Given the strange weather of the past year or so, it would be easy to accept that climate change actually is a real phenomenon. And that it is now here.
Funny things have been happening. The weather patterns have been most uncharacteristic, not just in the Canberra-Monaro district but in many other parts of Australia where I have been in contact with other reliable weather-watchers. And it has now gone on for too long to be able to just dismiss it as a short-term peculiarity.
Firstly there has been the rainfall. We have now gone six years without regular rain. When it has rained it has either been a short, sharp thunderstorm or a pathetic drizzle and I can't remember when it rained for more than a few hours at a time. That has resulted in a massive rainfall deficit, a drought of climactic proportion.
Remember when it used to rain regularly, heavily and sometimes steadily for several days at a time? Remember when rivers flooded, broke their banks and swept away all the algae, silt and accumulated plant material?
Remember when lakes and reservoirs filled to overflowing and landholders had to move pumps, irrigation equipment and livestock to higher ground? Remember when the fish could undertake easy upstream or downstream migrations in abundant stream flow?
Remember when stream flows were so great that you didn't dare try to wade them and in many instances were so strong that you simply couldn’t fish them?
Those things haven’t happened around here for many years and there is no long-term prediction that they ever will again. And while that might be an over-simplistic generalisation with only just over 200 years of weather recording on which to theorise, there is growing evidence that we could be facing a whole new permanent pattern of climatic events that require us to think ahead as to what future our recreational fisheries face.
Take our trout streams, for example. Most have suffered from extreme water shortage for at least six years. Many have dried up or reduced to isolated pools full of thick weed and algal sludge. The fish have died from lack of oxygen, lack of food and temperature stress.
In their depleted condition the streams further deteriorate physically, chemically and biologically through trampling by livestock and accelerated erosion resulting from short, sharp thunderstorm runoff.
Each time rain generates what looks to be a suitable stream flow it is tempting to consider restocking with fast-growing rainbow trout or the hardier brown trout, using stock produced in anticipation each year by Government or hatcheries.
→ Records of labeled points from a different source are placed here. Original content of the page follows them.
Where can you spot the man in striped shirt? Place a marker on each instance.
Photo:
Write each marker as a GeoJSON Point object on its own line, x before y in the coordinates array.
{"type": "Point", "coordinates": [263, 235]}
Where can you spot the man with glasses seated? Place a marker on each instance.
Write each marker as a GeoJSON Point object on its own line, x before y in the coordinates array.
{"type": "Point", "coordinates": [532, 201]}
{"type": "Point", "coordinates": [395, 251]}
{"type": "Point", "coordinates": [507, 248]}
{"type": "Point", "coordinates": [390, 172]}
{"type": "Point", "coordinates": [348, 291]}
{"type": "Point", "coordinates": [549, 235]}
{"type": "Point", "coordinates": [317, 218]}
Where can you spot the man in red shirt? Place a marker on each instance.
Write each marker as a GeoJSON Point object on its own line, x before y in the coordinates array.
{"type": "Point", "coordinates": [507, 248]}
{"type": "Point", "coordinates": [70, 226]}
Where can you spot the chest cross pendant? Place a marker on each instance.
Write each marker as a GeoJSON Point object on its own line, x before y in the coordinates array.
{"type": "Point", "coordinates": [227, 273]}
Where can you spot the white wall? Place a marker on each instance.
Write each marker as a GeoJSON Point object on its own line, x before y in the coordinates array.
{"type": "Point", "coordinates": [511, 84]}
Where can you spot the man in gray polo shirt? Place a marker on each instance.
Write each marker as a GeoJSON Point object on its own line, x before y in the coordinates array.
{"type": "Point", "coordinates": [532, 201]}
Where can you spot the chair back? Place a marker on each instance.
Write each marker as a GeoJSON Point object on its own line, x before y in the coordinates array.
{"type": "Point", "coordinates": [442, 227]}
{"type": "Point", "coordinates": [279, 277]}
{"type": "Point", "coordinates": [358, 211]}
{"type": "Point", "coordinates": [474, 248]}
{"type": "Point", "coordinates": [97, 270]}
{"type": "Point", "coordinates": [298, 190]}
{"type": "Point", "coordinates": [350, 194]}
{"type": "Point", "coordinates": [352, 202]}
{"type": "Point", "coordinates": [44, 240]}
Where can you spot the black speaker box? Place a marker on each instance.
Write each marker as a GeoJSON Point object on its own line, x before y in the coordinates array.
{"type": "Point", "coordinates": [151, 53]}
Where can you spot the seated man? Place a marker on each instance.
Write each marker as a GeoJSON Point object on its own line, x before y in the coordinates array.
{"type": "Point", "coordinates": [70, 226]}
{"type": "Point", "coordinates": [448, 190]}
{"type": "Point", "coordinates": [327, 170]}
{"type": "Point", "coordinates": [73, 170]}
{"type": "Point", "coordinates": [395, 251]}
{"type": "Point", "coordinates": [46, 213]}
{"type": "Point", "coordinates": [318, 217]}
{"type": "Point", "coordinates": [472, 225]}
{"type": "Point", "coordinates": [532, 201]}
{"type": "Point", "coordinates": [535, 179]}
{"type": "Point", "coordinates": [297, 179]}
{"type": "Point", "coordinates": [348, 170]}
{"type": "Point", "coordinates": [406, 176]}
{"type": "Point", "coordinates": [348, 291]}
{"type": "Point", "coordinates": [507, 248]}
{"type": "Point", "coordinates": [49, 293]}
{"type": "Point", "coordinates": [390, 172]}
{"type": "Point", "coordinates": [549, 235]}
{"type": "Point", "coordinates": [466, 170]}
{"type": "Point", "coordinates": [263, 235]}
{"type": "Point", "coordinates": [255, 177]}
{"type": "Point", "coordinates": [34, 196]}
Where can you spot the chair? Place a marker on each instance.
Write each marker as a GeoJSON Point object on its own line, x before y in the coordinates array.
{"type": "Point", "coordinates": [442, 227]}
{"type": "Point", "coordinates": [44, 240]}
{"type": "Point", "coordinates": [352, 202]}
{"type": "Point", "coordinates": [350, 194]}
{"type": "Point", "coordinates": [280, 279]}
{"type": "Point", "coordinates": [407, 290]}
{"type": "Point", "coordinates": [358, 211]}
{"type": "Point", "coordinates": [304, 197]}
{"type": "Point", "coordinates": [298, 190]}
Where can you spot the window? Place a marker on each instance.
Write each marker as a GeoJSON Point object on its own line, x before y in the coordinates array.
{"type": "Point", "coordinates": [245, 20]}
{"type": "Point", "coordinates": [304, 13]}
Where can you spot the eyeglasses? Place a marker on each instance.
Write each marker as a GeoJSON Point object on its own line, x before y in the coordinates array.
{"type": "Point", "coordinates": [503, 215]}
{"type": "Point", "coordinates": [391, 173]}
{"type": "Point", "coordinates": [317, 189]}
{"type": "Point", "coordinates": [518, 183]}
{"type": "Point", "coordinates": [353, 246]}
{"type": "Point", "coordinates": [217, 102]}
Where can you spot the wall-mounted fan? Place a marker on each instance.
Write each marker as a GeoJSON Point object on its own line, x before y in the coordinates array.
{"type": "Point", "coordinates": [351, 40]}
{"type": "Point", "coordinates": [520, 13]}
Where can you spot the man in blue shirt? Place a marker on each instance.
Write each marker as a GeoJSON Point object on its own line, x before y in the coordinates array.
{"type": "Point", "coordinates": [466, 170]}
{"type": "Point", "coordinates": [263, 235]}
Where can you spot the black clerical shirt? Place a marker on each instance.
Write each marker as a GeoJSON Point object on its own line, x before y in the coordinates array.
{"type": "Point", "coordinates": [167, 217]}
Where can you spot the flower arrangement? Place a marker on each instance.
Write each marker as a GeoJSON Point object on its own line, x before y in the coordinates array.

Every now and then we take a gamble and stock some streams with fry or fingerlings but in most cases the fish die and a lot of Government and volunteer effort is wasted. All we gain is the experience of when not to stock.
In the hatcheries the unused fish grow bigger, become more expensive to feed and harder to move about and eventually are lost or dumped in a lake, whether they are required or not. And every lake has a limit to the number of fish it can carry and dumping does not necessarily mean good fishing. Take a look at the proportion of stunted fish in Lake Eucumbene today.
So what do we do with the trout streams? We continue to manage and stock the higher-country streams where water levels are guaranteed because of higher rainfall, yearly snowfall and lower air temperatures. These especially include streams connected to lakes, where the fish can migrate at will between secure and less-secure locations. These at present are our only reliable trout streams and may well be the only ones left in future.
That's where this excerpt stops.